Thursday, March 15, 2012
12:00 AM
1636 International Institute/SSWB, 1080 S. University.

Part of LSA Theme Semester, “Language: the Human Quintessence.”
The Center for European Studies is pleased to announce that the Annual Distinguished Lecture on Europe will be given by Diego Marani, a novelist, translator, and newspaper columnist, who is currently serving as senior linguist and policy officer at the European Commission. He will talk about how languages preserve separate and distinct national identities, often undermining the full potential for unity within Europe. While the European Union has fostered cooperation across the continent on monetary, social, and legal policy, the EU shares no common language and its citizens are often unable to communicate with each other, and Marani will argue that this is problematic for truly meaningful integration. He will ask how Europe can build a common identity out of the melting pot of languages and national identities, and question whether the nation-state model can be applied to Europe as a whole.

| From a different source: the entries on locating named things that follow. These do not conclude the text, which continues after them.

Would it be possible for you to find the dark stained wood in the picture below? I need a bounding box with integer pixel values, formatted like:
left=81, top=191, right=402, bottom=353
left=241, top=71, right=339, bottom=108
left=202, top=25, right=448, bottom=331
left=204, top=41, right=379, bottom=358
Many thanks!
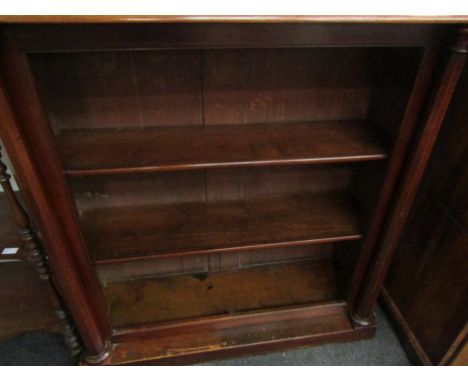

Diego Marani, novelist, translator, and newspaper columnist; senior linguist and policy officer, Directorate General for Interpretation, European Commission.
Diego Marani was born in Ferrara (Italy) in 1959. He received a degree in classical studies from the Liceo Ludovico Ariosto in Ferrara and in Simultaneous interpretation and Translation at the University of Trieste (Italy), specializing in French and English. He has worked as a translator at the Council of Ministers of the European Union and subsequently as policy officer at the Directorate General for Culture of the European Commission. He now works for the Directorate General for Interpretation of the European Commission, where he is in charge of international cooperation, training and support to universities. Marani has published many novels and essays. New Finnish Grammar, recently translated into English, received the Grinzane-Cavour prize in Italy, and The last of the Vostyaks received the Italian Campiello prize. Diego Marani is also the inventor of a language, Europanto, in which he wrote columns for a number of European newspapers and published a collection of short stories entitled Las adventuras des inspector Cabillot. He is also a columnist, a blogger and commentator for Italian newspapers, including Il Sole 24 Ore, Il Fatto Quotidiano, and La Nuova Ferrara.